Feature Store設計と運用ガイド: Feast基盤Online/Offline Store構築·MLフィーチャーパイプライン自動化

はじめに
Feature Store核心概念
Feastアーキテクチャ
Materializationパイプライン
- バッチMaterialization
- Airflowを活用した自動化
Online Storeバックエンド設定
Offline Store設定
Training-Serving Skew防止戦略
- Skew発生原因と対応
- FeastによるSkew防止
Feature MonitoringとDrift Detection
- モニタリング指標
Feature Storeソリューション比較
運用時の注意事項
障害事例と復旧手順
プロダクションデプロイチェックリスト
まとめ
参考資料

はじめに

機械学習モデルのプロダクションデプロイが一般化するにつれ、フィーチャー（Feature）管理がMLOpsの核心課題として浮上しています。モデル学習に使用したフィーチャーをリアルタイムサービングでも同一に再現する必要があり、複数のチームが同一のフィーチャーを重複計算しないように共有する必要があり、フィーチャーの品質と鮮度を継続的にモニタリングする必要があります。

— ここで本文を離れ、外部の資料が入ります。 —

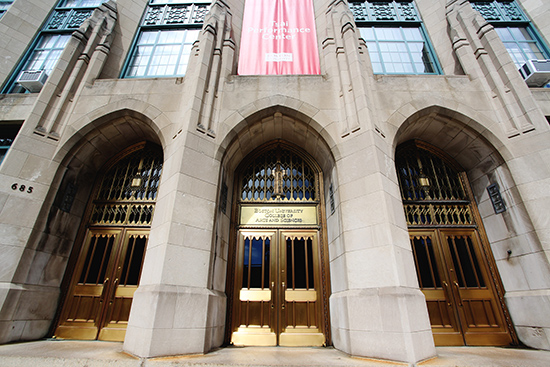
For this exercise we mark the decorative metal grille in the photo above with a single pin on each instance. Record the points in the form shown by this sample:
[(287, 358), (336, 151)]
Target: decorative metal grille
[(278, 174), (432, 190), (128, 190), (331, 198), (68, 19), (386, 11), (499, 11), (175, 14)]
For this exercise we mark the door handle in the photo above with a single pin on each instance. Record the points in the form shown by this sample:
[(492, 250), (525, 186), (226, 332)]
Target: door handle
[(458, 293), (447, 295)]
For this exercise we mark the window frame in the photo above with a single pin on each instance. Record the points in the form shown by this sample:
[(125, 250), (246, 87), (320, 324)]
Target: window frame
[(8, 133), (4, 6), (162, 23), (395, 16), (62, 20)]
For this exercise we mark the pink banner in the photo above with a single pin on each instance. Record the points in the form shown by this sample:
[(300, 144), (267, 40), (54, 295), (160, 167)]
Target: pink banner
[(278, 38)]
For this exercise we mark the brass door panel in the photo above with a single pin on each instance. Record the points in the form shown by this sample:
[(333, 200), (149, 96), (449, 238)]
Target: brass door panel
[(278, 285), (460, 295), (106, 277)]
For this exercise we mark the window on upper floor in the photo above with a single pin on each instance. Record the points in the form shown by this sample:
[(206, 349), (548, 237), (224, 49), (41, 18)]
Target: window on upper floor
[(163, 44), (47, 47), (514, 29), (8, 132), (395, 37), (4, 5)]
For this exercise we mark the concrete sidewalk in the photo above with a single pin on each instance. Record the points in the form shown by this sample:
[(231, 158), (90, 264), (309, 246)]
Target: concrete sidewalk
[(105, 354)]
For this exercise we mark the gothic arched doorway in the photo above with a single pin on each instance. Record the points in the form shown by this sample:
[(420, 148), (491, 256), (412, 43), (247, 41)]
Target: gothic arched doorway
[(278, 273), (454, 263), (114, 238)]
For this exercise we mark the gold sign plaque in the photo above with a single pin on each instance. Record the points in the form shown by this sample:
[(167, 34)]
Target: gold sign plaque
[(278, 216)]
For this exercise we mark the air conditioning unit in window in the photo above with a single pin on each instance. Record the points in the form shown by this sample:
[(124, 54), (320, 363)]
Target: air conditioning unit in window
[(536, 72), (32, 80)]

Feature Storeはこうした問題を解決するために登場したインフラレイヤーで、フィーチャーの定義、保存、サービング、モニタリングを中央で管理します。その中でFeast（Feature Store）は最も広く使用されているオープンソースFeature Storeで、既存のデータインフラを再利用しながら柔軟なフィーチャーサービングを提供します。

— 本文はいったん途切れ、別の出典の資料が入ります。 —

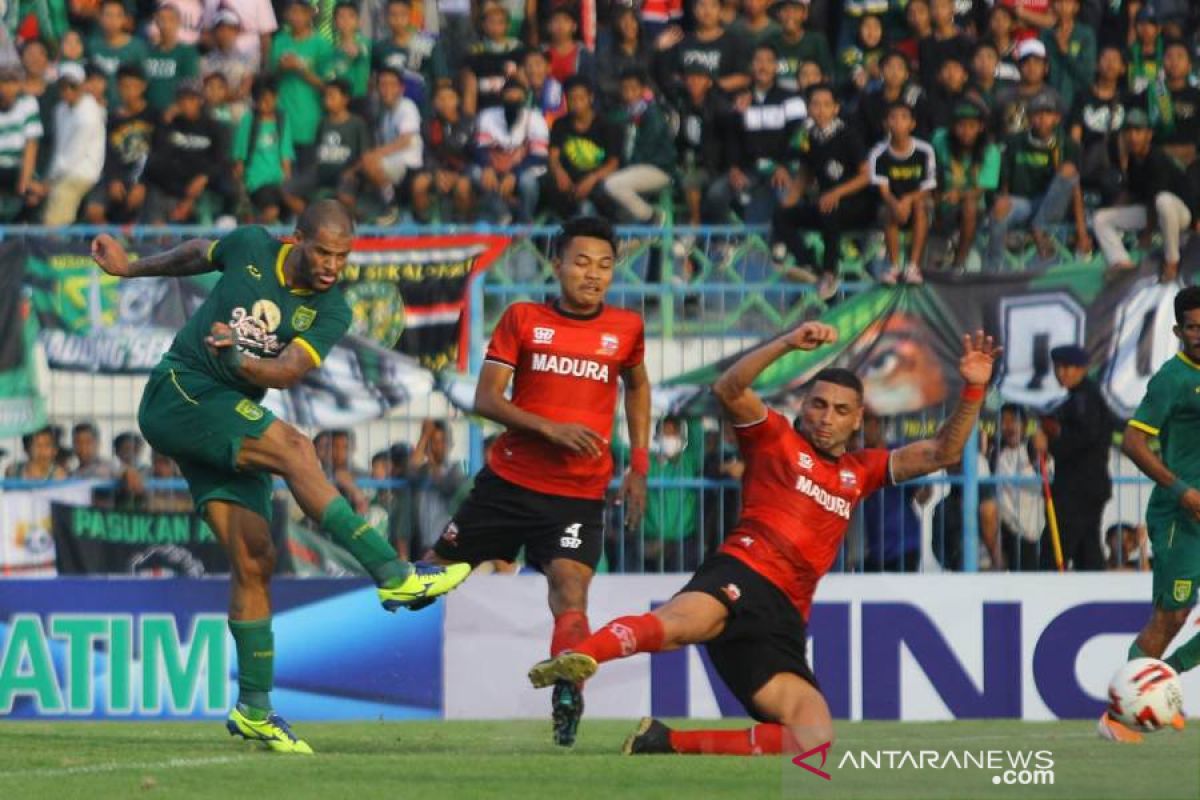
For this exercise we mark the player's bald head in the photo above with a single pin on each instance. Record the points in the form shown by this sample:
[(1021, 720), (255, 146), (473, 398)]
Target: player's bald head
[(325, 215)]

この記事では、Feature Storeの核心概念、Feastアーキテクチャ、フィーチャー定義とEntity設計、Materializationパイプライン、Online/Offline Store設定、Training-Serving Skew防止戦略、Feature Monitoring、Tecton/Hopsworksとの比較、プロダクションデプロイパターン、障害対応まで全過程を解説します。

Feature Store核心概念

なぜFeature Storeが必要なのか

Feature Storeなしでパイプラインを運用すると以下の問題が発生します。

問題	説明	影響
Training-Serving Skew	学習とサービングでフィーチャー計算ロジックが異なる	モデル性能低下
フィーチャー重複計算	チームごとに同一フィーチャーを各自実装	コンピューティングリソースの浪費
データ漏洩	未来のデータが学習に含まれる	過学習、誤った評価
フィーチャー発見の困難	どのフィーチャーが存在するか分からない	開発生産性低下
サービングレイテンシ	リアルタイムでフィーチャーを計算すると遅延が発生	ユーザー体験の悪化

Online Store vs Offline Store

Feature Storeは2つのストレージを基本として持ちます。

項目	Online Store	Offline Store
用途	リアルタイム推論	モデル学習、バッチ推論
レイテンシ	1〜10ms	秒〜分
データ範囲	最新値のみ	全履歴
ストレージ例	Redis, DynamoDB	BigQuery, Redshift, S3
クエリパターン	Key-Value検索	SQL/DataFrame検索
データ量	GBレベル	TB〜PBレベル
一貫性	結果整合性	強い一貫性

Feature FreshnessとConsistency

フィーチャーの鮮度（Freshness）は、どれほど最新のデータを反映しているかを示します。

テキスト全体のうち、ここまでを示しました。